Regarding the work of the DAT, we welcome that the Declaration Assessment Team (DAT) was able to travel to Syria at the end of September for further consultations and to resolve issues with samples collected in a previous deployment. Regarding the additional information and amendments to Syria’s declaration referenced in last month’s report, we understand that these are still undergoing assessment by the OPCW. We will wait for further reporting from the OPCW before welcoming any progress.
As the monthly report states, Syria’s declaration cannot be considered accurate and complete in accordance with the Chemical Weapons Convention, Executive Council decisions, and with resolution 2118. Further amendments to the Declaration are yet more evidence that the initial declaration was incomplete. I would like to stress once again, Syria needs to cooperate fully with the OPCW and make progress on all of outstanding issues.
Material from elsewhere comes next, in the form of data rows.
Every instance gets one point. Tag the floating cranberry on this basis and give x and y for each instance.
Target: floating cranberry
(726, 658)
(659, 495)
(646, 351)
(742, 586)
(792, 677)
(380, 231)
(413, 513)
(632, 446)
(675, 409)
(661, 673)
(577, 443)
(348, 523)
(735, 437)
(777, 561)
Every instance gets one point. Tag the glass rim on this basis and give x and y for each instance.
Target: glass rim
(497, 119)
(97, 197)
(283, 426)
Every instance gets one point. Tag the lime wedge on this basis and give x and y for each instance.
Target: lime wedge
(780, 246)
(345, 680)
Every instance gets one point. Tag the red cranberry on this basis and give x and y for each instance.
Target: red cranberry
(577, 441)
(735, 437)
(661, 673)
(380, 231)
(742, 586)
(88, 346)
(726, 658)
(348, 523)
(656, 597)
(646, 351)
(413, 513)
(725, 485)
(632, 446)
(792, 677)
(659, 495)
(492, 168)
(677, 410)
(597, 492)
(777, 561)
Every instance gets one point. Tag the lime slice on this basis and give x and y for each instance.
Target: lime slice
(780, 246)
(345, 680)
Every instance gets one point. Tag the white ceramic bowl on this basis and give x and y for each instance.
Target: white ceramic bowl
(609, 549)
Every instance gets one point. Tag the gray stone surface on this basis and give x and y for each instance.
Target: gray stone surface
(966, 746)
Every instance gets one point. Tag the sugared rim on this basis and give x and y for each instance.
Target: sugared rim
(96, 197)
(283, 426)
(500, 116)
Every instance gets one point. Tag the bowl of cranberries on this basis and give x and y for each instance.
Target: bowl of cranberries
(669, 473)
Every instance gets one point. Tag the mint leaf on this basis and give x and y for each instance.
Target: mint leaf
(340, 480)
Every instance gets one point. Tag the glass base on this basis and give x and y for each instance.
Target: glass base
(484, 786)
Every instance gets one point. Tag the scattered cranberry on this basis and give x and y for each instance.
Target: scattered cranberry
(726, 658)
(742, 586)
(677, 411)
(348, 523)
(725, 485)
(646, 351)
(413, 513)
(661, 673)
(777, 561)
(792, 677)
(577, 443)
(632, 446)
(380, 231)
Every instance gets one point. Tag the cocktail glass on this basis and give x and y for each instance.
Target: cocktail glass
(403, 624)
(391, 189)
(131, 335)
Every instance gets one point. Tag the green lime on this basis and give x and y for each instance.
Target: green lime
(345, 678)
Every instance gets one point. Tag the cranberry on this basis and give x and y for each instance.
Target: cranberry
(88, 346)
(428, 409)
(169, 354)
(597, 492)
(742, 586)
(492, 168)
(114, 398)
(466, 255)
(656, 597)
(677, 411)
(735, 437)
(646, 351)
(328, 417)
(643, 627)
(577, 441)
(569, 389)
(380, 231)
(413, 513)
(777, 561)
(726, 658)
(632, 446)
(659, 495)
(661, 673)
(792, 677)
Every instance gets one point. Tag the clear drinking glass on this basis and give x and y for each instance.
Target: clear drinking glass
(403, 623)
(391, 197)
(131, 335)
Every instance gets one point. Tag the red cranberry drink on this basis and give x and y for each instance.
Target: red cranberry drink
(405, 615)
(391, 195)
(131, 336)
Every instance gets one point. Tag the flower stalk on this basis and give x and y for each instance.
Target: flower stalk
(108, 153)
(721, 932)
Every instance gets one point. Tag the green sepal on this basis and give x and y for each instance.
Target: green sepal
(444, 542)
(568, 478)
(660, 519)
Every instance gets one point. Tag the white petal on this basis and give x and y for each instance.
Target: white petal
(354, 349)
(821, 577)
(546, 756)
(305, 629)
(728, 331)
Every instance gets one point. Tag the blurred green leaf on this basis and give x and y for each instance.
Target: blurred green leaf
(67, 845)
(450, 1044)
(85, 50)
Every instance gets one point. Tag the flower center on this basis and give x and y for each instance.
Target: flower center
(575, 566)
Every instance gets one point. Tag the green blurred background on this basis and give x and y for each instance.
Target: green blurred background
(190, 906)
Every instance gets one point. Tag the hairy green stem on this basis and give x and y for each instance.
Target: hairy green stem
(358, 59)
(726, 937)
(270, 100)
I would like if I might to touch on some points raised by the Russian Ambassador. We in the UK are gravely concerned by the poisoning of Russian opposition politician Alexey Navalny with a nerve agent from the Novichok group. I’ll just remind colleagues on the Council that a similar chemical weapon, was used by in Salisbury, UK, resulting in death and severe injury. It is unacceptable that these weapons have been retained and even worse that they have been used. Under the Chemical Weapons Convention, any poisoning of an individual through the use of a nerve agent is considered a use of chemical weapons. And as the Council reaffirmed last November in a Presidential Statement, any use of chemical weapons anywhere, at any time, by anyone, under any circumstance is unacceptable and is a threat to international peace and security and those responsible must be held to account. Russia must urgently conduct a full and transparent investigation into the use of a banned chemical weapon on its territory. We must not allow this behaviour to become normalised. Russia must fully cooperate with relevant institutions, including the UNSC.
I am afraid, Madam President, that it is not difficult to understand Russia’s motives for constantly attacking and seeking to undermine the OPCW.